Dari sejarahnya Jakarta itu gabungan kampung besar ( The Big Village) yang disatukan oleh Ali Sadikin yang mentransformasi Jakarta menjadi kota metropolitan. Hingga 1950-an akhir sebetulnya kota metropolitan dalam arti gaya hidup dan ruang hidup justru Bandung. Ali Sadikin punya trek dan konsep yang jelas dan juga keras pada kebijakannya. Sikap inilah yang dibutuhkan oleh Jakarta. Sampai saat ini menurut saya yang mendekati Ali Sadikin adalah : Basuki Tjahja Purnama alias Ahok. Pemimpin yang keras bisa menghadapi kelompok-kelompok informal di Jakarta. Selain itu kesetiaan warga Jakarta terhadap kotanya tidak seperti kesetiaan warga Bandung atau kota seperti Yogyakarta, karena banyak dari mereka pendatang yang kerap pulang kampung. Mengatur tata kota Jakarta juga lebih sulit karena karakter di bagian utara beda dengan di bagian Selatan. Demografinya juga beragam. Belum lagi terlalu banyak kepentingan di Jakarta. Kota ini jadi strategis dan politis hanya karena dia ibukota. Coba kalau ibukotanya pindah dan Jakarta hanya kota perdagangan.
Saya pribadi tidak suka pada calon-calon berlatar belakang politisi untuk memimpin kota : berisik (banyak omong, banyak jargon, dan terlalu banyak hitung-hitungannya). Kota itu harus dibangun seorang insinyur, ahli tata kota, ekonom, profesional seperti dokter, seorang budayawan atau militer. Sampai saat ini kota yang jelas treknya ialah yang dibangun oleh insinyur, seperti Solo, Surabaya dan Bandung. Paling tidak tata kotanya bagus. Kalau di tangan ekonom, kehidupan ekonomi warganya baik, di tangan budayawan, kehidupan sosial maju, kalau di tangan militer paling tidak tata tertib ditegakan. Lain halnya kalau memimpin propinsi seperti Jawa Barat atau menjadi presiden tentu faktor politik penting.
Dari situ saya nggak yakin Kang Emil juga cocok menjadi Gubernur Jawa Barat, karena propinsi ini bukan hanya Bandung. Jadi menggadang-gadang Kang Emil untuk posisi ini juga tidak terlalu tepat. Jadi sebenarnya apa maunya para politisi itu mengusung Kang Emil? Rasanya saya setuju dengan Thomson Cyrus targetnya jadi calon presiden untuk 2019. Sebab di kelompok Gerindra dan PKS kalau tetap mengusung Prabowo akan selalu mendapatkan resistensi: lain halnya dengan Kang Emil. Tetapi kan untuk menjadi kandidat Presiden ada faktor momentum dan calon alternatif? Dan itu tidak harus dari Gubernur DKI Jakarta atau Gubernur Jawa Barat, tetapi juga bisa dari wali kota.

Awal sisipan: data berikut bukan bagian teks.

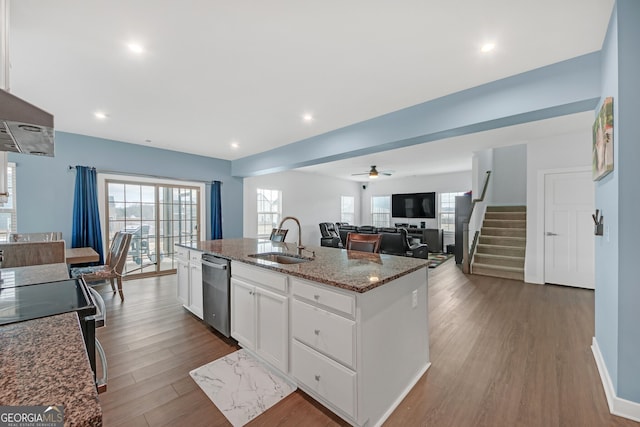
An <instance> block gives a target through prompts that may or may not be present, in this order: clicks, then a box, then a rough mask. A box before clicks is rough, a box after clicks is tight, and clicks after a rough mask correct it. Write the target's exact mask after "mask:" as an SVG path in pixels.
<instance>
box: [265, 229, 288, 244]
mask: <svg viewBox="0 0 640 427" xmlns="http://www.w3.org/2000/svg"><path fill="white" fill-rule="evenodd" d="M288 232H289V230H288V229H286V228H274V229H273V230H271V236H269V240H271V241H272V242H284V239H285V237H287V233H288Z"/></svg>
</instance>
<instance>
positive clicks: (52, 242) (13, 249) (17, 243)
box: [0, 240, 66, 268]
mask: <svg viewBox="0 0 640 427" xmlns="http://www.w3.org/2000/svg"><path fill="white" fill-rule="evenodd" d="M64 246H65V245H64V240H57V241H54V242H12V243H0V250H1V251H2V253H3V256H4V260H3V261H2V267H3V268H12V267H26V266H29V265H40V264H57V263H65V262H66V259H65V250H64Z"/></svg>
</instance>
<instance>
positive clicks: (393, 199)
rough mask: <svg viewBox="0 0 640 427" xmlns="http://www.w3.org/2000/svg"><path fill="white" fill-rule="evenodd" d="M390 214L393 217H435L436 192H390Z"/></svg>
mask: <svg viewBox="0 0 640 427" xmlns="http://www.w3.org/2000/svg"><path fill="white" fill-rule="evenodd" d="M391 216H392V217H394V218H435V217H436V193H411V194H392V195H391Z"/></svg>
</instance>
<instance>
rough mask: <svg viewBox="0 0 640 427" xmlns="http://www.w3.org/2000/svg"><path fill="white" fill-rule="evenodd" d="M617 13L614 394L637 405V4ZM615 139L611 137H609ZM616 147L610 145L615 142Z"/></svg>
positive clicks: (639, 353)
mask: <svg viewBox="0 0 640 427" xmlns="http://www.w3.org/2000/svg"><path fill="white" fill-rule="evenodd" d="M617 12H618V13H617V14H618V102H617V103H618V108H617V110H616V111H615V113H616V114H618V117H619V121H618V127H617V128H614V134H615V135H617V141H618V155H617V157H616V158H615V162H617V166H616V167H617V168H618V208H619V216H618V221H619V228H618V229H619V236H618V242H619V243H618V245H619V246H618V253H619V255H620V257H619V261H618V280H619V282H618V301H619V304H618V322H619V323H618V328H619V329H618V337H619V344H618V393H617V394H618V396H619V397H621V398H623V399H628V400H631V401H634V402H638V403H640V310H639V309H638V306H639V304H640V284H639V283H638V269H637V262H638V260H637V259H638V253H639V252H640V251H638V245H639V244H640V221H639V218H638V212H640V197H639V196H640V192H639V191H638V183H639V182H640V168H638V161H640V142H639V141H638V138H639V136H640V120H638V117H640V79H639V78H638V76H640V55H639V54H638V46H640V25H638V24H639V23H640V2H639V1H637V0H619V1H618V2H617ZM614 138H615V136H614ZM614 143H615V141H614Z"/></svg>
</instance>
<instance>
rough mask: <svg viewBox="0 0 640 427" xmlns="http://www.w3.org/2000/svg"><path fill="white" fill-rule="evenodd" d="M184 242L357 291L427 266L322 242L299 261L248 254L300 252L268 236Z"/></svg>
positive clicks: (243, 259)
mask: <svg viewBox="0 0 640 427" xmlns="http://www.w3.org/2000/svg"><path fill="white" fill-rule="evenodd" d="M181 246H184V247H186V248H189V249H195V250H198V251H202V252H207V253H211V254H214V255H219V256H222V257H224V258H228V259H231V260H234V261H240V262H243V263H246V264H253V265H256V266H259V267H264V268H267V269H270V270H274V271H279V272H281V273H285V274H289V275H292V276H297V277H301V278H303V279H308V280H312V281H314V282H319V283H324V284H326V285H330V286H336V287H339V288H342V289H347V290H350V291H354V292H367V291H369V290H371V289H374V288H377V287H378V286H381V285H384V284H385V283H388V282H391V281H392V280H395V279H397V278H399V277H401V276H404V275H406V274H409V273H411V272H414V271H416V270H419V269H421V268H426V267H427V266H428V261H427V260H426V259H418V258H409V257H402V256H395V255H383V254H371V253H367V252H359V251H347V250H344V249H338V248H327V247H321V246H306V250H304V251H303V253H302V255H303V256H309V257H310V256H311V252H310V251H313V252H315V257H314V259H313V261H309V262H303V263H300V264H276V263H272V262H269V261H264V260H260V259H256V258H251V257H249V256H248V255H249V254H255V253H263V252H285V253H291V254H296V253H297V249H296V244H295V243H289V242H272V241H270V240H265V239H221V240H207V241H202V242H198V243H196V244H192V245H188V244H186V245H181ZM425 274H426V273H425Z"/></svg>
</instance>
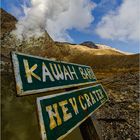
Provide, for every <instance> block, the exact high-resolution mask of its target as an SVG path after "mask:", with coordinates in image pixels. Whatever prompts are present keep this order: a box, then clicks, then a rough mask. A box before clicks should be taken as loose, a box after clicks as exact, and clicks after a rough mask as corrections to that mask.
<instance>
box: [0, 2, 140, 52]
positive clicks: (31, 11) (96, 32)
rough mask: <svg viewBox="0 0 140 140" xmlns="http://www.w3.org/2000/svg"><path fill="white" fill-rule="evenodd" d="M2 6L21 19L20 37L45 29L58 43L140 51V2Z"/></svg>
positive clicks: (109, 2) (100, 2)
mask: <svg viewBox="0 0 140 140" xmlns="http://www.w3.org/2000/svg"><path fill="white" fill-rule="evenodd" d="M1 7H2V8H3V9H5V10H6V11H8V12H9V13H11V14H13V15H14V16H15V17H16V18H17V19H19V22H18V24H17V31H16V33H17V34H18V35H19V36H20V35H21V34H23V33H24V34H25V35H27V36H32V35H41V34H42V33H43V32H44V29H45V30H46V31H47V32H48V33H49V34H50V36H51V37H52V38H53V39H54V40H57V41H67V42H72V43H82V42H84V41H93V42H94V43H100V44H106V45H109V46H112V47H114V48H117V49H119V50H122V51H126V52H132V53H138V52H139V47H140V44H139V43H140V33H139V32H140V24H139V22H140V16H139V13H140V11H139V8H140V1H139V0H10V2H9V0H4V1H2V5H1Z"/></svg>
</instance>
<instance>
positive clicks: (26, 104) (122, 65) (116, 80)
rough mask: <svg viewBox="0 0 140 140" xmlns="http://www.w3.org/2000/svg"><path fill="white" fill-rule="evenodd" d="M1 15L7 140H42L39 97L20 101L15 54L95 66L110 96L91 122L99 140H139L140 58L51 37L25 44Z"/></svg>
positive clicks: (33, 38) (1, 42)
mask: <svg viewBox="0 0 140 140" xmlns="http://www.w3.org/2000/svg"><path fill="white" fill-rule="evenodd" d="M1 12H2V22H1V24H2V28H3V29H2V34H1V36H2V39H1V83H2V85H1V90H2V93H1V99H2V100H1V104H2V140H39V139H40V133H39V132H40V131H39V127H38V118H37V112H36V97H38V95H31V96H24V97H17V95H16V90H15V81H14V74H13V67H12V63H11V56H10V52H11V51H19V52H23V53H27V54H32V55H36V56H42V57H48V58H53V59H56V60H63V61H67V62H73V63H78V64H84V65H89V66H91V67H92V68H93V71H94V72H95V75H96V77H97V79H98V80H99V82H100V83H102V84H103V86H104V87H105V89H106V91H107V93H108V96H109V101H108V102H107V103H106V104H105V105H104V106H102V107H101V108H100V109H99V110H98V111H96V112H95V113H94V114H93V116H92V117H93V118H96V119H97V122H98V125H99V131H100V135H101V136H102V137H103V139H104V140H138V139H139V134H138V132H139V131H138V130H139V124H138V113H139V97H138V96H139V54H135V55H126V54H125V53H122V52H119V51H116V50H114V49H97V48H91V47H87V46H84V45H74V44H69V43H60V42H54V41H53V40H52V39H51V37H50V36H49V35H48V33H47V32H46V33H45V34H44V36H42V37H39V38H35V37H32V38H30V39H28V40H22V41H21V40H18V39H17V37H16V36H15V35H13V34H11V33H10V31H11V30H12V29H14V28H15V23H16V19H15V18H14V17H13V16H11V15H9V14H8V13H6V12H5V11H3V10H1ZM3 15H4V16H3ZM122 47H123V46H122ZM56 92H58V91H56ZM59 92H60V91H59ZM50 94H51V93H50ZM44 95H46V93H41V94H40V95H39V96H44Z"/></svg>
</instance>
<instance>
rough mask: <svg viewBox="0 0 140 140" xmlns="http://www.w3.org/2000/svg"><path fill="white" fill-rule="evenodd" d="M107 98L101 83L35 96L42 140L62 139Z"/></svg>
mask: <svg viewBox="0 0 140 140" xmlns="http://www.w3.org/2000/svg"><path fill="white" fill-rule="evenodd" d="M107 99H108V97H107V94H106V92H105V90H104V89H103V87H102V85H101V84H99V85H96V86H91V87H86V88H81V89H78V90H73V91H69V92H64V93H59V94H56V95H49V96H44V97H39V98H37V107H38V112H39V121H40V127H41V135H42V140H56V139H59V140H60V139H63V138H64V137H65V136H66V135H68V134H69V133H70V132H71V131H72V130H73V129H75V128H76V127H77V126H79V125H80V124H81V123H82V122H83V121H85V120H86V119H87V118H88V117H89V116H90V115H91V114H92V113H93V112H94V111H95V110H96V109H98V108H99V107H100V106H101V105H103V104H104V103H105V102H106V101H107Z"/></svg>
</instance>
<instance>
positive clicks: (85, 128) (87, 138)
mask: <svg viewBox="0 0 140 140" xmlns="http://www.w3.org/2000/svg"><path fill="white" fill-rule="evenodd" d="M79 128H80V131H81V133H82V136H83V139H84V140H101V139H100V137H99V135H98V133H97V131H96V129H95V126H94V124H93V121H92V119H91V117H89V118H88V119H86V120H85V121H84V122H83V123H82V124H81V125H80V126H79Z"/></svg>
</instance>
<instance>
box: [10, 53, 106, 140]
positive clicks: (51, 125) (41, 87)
mask: <svg viewBox="0 0 140 140" xmlns="http://www.w3.org/2000/svg"><path fill="white" fill-rule="evenodd" d="M12 61H13V66H14V73H15V79H16V88H17V94H18V95H20V96H22V95H30V94H35V93H40V92H47V91H50V90H56V89H57V90H58V89H63V88H70V87H72V88H73V87H78V86H80V85H88V84H92V83H95V82H96V77H95V75H94V73H93V71H92V68H91V67H89V66H85V65H79V64H73V63H66V62H62V61H53V60H50V59H46V58H41V57H37V56H31V55H27V54H22V53H16V52H12ZM46 94H47V93H46ZM107 100H108V97H107V94H106V92H105V90H104V88H103V87H102V85H101V84H97V85H94V86H90V87H85V88H81V89H76V90H71V91H68V92H64V93H59V94H54V95H47V96H44V97H38V98H37V109H38V112H39V113H38V114H39V123H40V128H41V136H42V140H56V139H63V138H64V137H65V136H66V135H68V134H69V133H70V132H71V131H72V130H74V129H75V128H76V127H78V126H79V125H80V124H81V123H83V122H84V123H85V124H86V125H87V126H89V128H90V131H86V130H83V128H84V127H85V124H84V125H83V126H82V125H80V129H82V131H81V132H82V134H83V138H87V136H86V135H89V137H92V136H93V135H90V134H88V133H89V132H91V129H92V130H93V131H92V133H94V132H95V131H94V129H95V128H94V126H93V125H89V124H91V123H92V121H91V119H90V118H89V117H90V116H91V114H92V113H93V112H94V111H95V110H97V109H98V108H99V107H100V106H102V105H103V104H104V103H105V102H106V101H107ZM87 128H88V127H87ZM87 132H88V133H87ZM94 136H96V135H94ZM89 139H90V138H89ZM90 140H92V139H90Z"/></svg>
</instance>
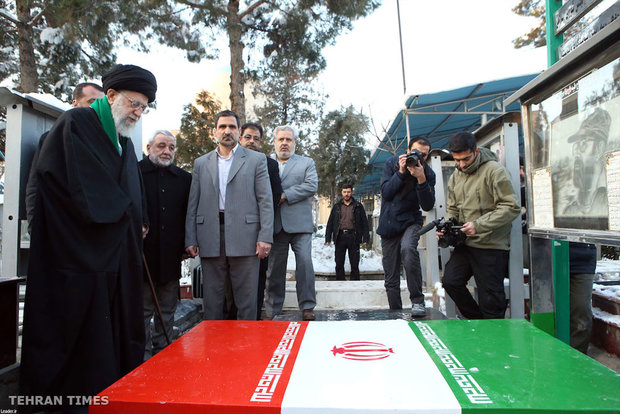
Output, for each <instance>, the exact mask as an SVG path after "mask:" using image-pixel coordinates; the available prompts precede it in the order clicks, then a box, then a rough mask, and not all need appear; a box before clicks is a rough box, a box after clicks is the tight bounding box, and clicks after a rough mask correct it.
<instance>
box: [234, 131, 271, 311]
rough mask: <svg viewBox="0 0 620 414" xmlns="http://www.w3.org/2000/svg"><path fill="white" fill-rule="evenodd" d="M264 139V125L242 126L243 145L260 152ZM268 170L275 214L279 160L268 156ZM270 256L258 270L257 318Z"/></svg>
mask: <svg viewBox="0 0 620 414" xmlns="http://www.w3.org/2000/svg"><path fill="white" fill-rule="evenodd" d="M262 139H263V127H262V126H260V125H259V124H257V123H254V122H248V123H245V124H243V125H242V126H241V136H240V137H239V144H241V146H242V147H244V148H248V149H251V150H254V151H258V152H260V150H261V147H260V144H261V141H262ZM267 172H268V173H269V182H270V184H271V193H272V194H273V213H274V215H275V212H276V208H277V207H278V203H279V202H280V197H281V196H282V182H281V181H280V170H279V168H278V162H277V161H276V160H274V159H272V158H269V157H267ZM268 264H269V257H265V258H264V259H261V261H260V268H259V270H258V312H257V314H256V315H257V319H258V320H260V319H261V317H260V314H261V310H262V308H263V299H264V298H265V281H266V279H267V267H268Z"/></svg>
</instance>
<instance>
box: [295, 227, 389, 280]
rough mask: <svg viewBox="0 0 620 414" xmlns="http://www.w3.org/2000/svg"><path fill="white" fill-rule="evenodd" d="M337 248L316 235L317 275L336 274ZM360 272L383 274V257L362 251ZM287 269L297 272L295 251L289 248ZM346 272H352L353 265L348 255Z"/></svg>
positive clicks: (360, 264) (316, 265) (314, 236)
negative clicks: (327, 242)
mask: <svg viewBox="0 0 620 414" xmlns="http://www.w3.org/2000/svg"><path fill="white" fill-rule="evenodd" d="M335 249H336V248H335V246H334V244H333V243H332V244H331V245H330V246H326V245H325V238H324V237H323V236H320V235H314V237H313V238H312V265H313V266H314V272H315V273H335V272H336V262H335V260H334V252H335ZM359 267H360V272H372V273H381V272H383V265H382V264H381V255H380V254H378V253H377V252H374V251H371V250H365V249H360V266H359ZM286 269H287V270H288V271H294V270H295V254H294V253H293V250H291V249H290V248H289V251H288V262H287V267H286ZM344 270H345V272H350V271H351V265H350V264H349V257H348V255H347V256H346V257H345V261H344Z"/></svg>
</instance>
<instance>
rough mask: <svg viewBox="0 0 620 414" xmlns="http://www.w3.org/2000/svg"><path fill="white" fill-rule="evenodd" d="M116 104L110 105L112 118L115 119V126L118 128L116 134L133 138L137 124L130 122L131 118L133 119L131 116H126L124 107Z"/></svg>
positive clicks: (116, 130) (131, 121)
mask: <svg viewBox="0 0 620 414" xmlns="http://www.w3.org/2000/svg"><path fill="white" fill-rule="evenodd" d="M116 102H118V101H116ZM116 102H114V103H113V104H112V105H110V109H111V110H112V118H113V119H114V126H115V127H116V133H117V134H119V135H122V136H124V137H131V134H132V133H133V130H134V128H135V127H136V123H135V122H132V121H130V120H129V118H130V117H132V115H131V114H128V115H126V116H125V114H124V111H123V107H122V106H121V105H120V104H117V103H116Z"/></svg>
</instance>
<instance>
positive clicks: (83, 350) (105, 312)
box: [20, 65, 157, 412]
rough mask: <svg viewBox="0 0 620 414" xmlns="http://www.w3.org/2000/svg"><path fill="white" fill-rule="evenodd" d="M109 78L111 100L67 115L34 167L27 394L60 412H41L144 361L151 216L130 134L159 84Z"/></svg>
mask: <svg viewBox="0 0 620 414" xmlns="http://www.w3.org/2000/svg"><path fill="white" fill-rule="evenodd" d="M102 80H103V86H104V90H105V94H106V95H105V96H104V97H103V98H102V99H97V100H96V101H95V102H93V104H92V105H91V107H88V108H74V109H71V110H69V111H67V112H65V113H64V114H62V115H61V116H60V117H59V118H58V120H57V121H56V123H55V124H54V125H53V126H52V129H51V130H50V131H49V133H48V135H47V138H46V139H45V141H44V142H43V144H42V146H41V149H40V153H39V158H38V160H37V162H36V165H34V166H33V167H32V168H34V169H35V170H34V174H36V176H37V181H38V188H37V194H36V202H35V211H34V218H33V221H32V234H31V240H32V241H31V245H30V261H29V269H28V279H27V293H26V304H25V310H24V333H23V348H22V363H21V372H20V381H21V384H20V386H21V390H20V394H22V395H37V396H52V397H55V398H52V399H51V401H54V402H59V401H60V402H61V405H60V406H58V407H50V406H45V407H42V408H44V409H46V410H52V411H53V410H55V409H59V410H63V412H64V410H67V409H68V408H69V405H74V404H75V402H76V399H75V398H69V397H68V396H93V395H96V394H98V393H99V392H101V391H102V390H103V389H104V388H106V387H107V386H109V385H110V384H112V383H113V382H115V381H116V380H117V379H119V378H120V377H121V376H123V375H125V374H126V373H128V372H129V371H131V370H132V369H134V368H135V367H137V366H138V365H139V364H140V363H141V362H142V358H143V355H144V324H143V317H142V311H143V309H142V300H141V298H142V238H143V232H144V230H145V224H144V223H145V222H146V218H145V214H144V213H143V212H144V199H143V196H142V182H141V179H140V173H139V171H138V165H137V159H136V154H135V152H134V149H133V148H134V146H133V144H132V142H131V139H130V138H129V135H130V133H131V130H132V129H133V127H134V126H135V124H136V123H137V121H138V120H139V119H140V117H141V116H142V114H144V113H145V112H146V111H147V110H148V109H147V103H149V102H152V101H153V100H154V99H155V91H156V90H157V83H156V80H155V77H154V76H153V74H152V73H151V72H149V71H147V70H145V69H142V68H140V67H138V66H133V65H117V66H115V67H114V68H112V70H111V71H110V72H108V73H107V74H105V75H104V76H103V79H102ZM72 408H73V409H74V408H75V407H72ZM83 408H84V409H87V407H83Z"/></svg>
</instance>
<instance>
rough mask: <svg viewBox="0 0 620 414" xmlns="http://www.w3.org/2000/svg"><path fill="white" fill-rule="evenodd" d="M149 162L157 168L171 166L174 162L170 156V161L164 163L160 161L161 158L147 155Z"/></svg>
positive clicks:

Tetapi sebelum itu saya menunggu Bandung menjadi kota paling kreatif, warganya paling happy, UKM paling maju, warga yang punya pendidikan tinggi paling banyak dan paling hebring setidaknya se-Indonesia, barulah bicara Kang Emil jadi presiden. Tentunya tidak tergesa-gesa dan bukan sekadar memuaskan keinginan para politisi parpol.
Catatan : Pada pilpres 2014 kemarin saya tidak datang ke kotak suara. Jadi saya bukan pendukung Jokowi maupun Prabowo. Saya warga Depok dan bukan warga DKI Jakarta jadi bukan pemilih Jokowi/Ahok.